The author takes you on a guided tour of the Red Fort and the era in which it was built. The book is extensively researched and the facts presented in a structured format. The little stories and vivid descriptions add colour and bring alive an era that has passed. The reader is virtually taken on a drive through the alleys and streets of Shahajahanabad, its bazaars and mandis, the ramparts of the fort, the magnificent hallways and the customs of Mughal noblemen. Take for example this description of the Chandni Chauk where the reader gets a glimpse of the pomp and splendour of the amirs: "In the evenings, it transformed into a place for splenderous, ostentatious displays by the amirs and their families. Ceremonial marriage processions were led through it and turned the streets into a glittering exhibition...Trains of camels and elephants were accompanied by mace bearers carrying gold or silver sticks and men waving huge fans of peacock feathers. Servants ran ahead of them, shouting and announcing their revered titles. It was a place of great show."

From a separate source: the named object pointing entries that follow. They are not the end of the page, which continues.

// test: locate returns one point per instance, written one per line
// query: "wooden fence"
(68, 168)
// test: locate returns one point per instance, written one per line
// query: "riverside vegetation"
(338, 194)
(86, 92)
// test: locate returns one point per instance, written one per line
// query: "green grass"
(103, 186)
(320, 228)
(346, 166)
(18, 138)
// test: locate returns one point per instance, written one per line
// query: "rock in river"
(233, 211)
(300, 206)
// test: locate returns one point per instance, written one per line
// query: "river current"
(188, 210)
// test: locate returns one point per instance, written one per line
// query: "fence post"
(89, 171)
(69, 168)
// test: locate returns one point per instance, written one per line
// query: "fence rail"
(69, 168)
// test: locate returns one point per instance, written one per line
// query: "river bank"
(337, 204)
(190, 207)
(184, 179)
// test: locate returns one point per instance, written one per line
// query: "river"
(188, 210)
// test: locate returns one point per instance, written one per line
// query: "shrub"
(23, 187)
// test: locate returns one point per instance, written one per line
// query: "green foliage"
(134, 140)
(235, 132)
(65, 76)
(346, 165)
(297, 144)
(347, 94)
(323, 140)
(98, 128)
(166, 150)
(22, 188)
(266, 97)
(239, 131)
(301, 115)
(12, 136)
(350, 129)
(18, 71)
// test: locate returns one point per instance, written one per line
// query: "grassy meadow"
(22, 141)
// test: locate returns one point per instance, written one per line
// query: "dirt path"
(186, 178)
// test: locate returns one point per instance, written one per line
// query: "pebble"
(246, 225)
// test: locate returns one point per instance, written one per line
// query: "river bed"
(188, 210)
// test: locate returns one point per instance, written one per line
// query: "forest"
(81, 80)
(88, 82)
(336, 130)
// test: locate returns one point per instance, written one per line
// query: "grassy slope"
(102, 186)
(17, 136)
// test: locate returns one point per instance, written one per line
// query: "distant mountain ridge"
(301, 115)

It also provides insights into the lives of ordinary people. "Only those artisans who were associated with the Palace or with wealthy amirs could flourish and prosper. Others -- however admirable their work -- were subjected to harsh treatment and were poorly paid...the artists had good reason to congratulate themselves if the amir's whip (korrah) was not employed on them as part payment for their superlative work."

Studded with little anecdotes and details, the book explores the various aspects of Mughal life, within and beyond the Red Fort, creating a complete picture of  life in Shahajanabad (which is now a part of modern Delhi). It also helps the reader understand what went into the making of the "magnificent Mughals" and also get insights into the reasons for their downfall.

For anyone who has visited the Red Fort and for every citizen of Delhi, this book is a must-read. It provides insightful glimpses into the past and the legacy that continues to echo in the present.


About the Book:RED FORT: REMEMBERING THE MAGNIFICENT MUGHALS seeks to present the lived culture of Mughals in all its multiple facets. The book is divided in four parts. In Part 1 the focus is on the Imperial court and the court etiquette, cultivation of Persian and its enrichment with translations from Sanskrit, patronage of Hindu and Jain scholars. Part 2 contains detailed accounts of the Red Fort and the symbolism of its architecture, the philosophy of jharokha darshan, ceremonies, games and pastimes, the material culture of costumes and jewellery, food, drink and perfumery. The remaining two parts deal with the decline and fall of the Mughal rule and the British Colonial Durbars at the Red Fort. The broadly historical narrative is enlivened by various anecdotes.

About the Author:DEBASISH DAS is a telecom professional; he is a history aficionado and loves to photograph and document ancient ruins. He lives in Gurgaon and spends his weekends in exploring little known monuments in Delhi and its neighbourhood. Since the last few years, he has been writing heritage blogs (www.lighteddream.wordpress.com) on Delhi’s monuments; encouraged by their reception, he has now ventured into a full-length book about the most magnificent of all the Delhi monuments, the Red Fort.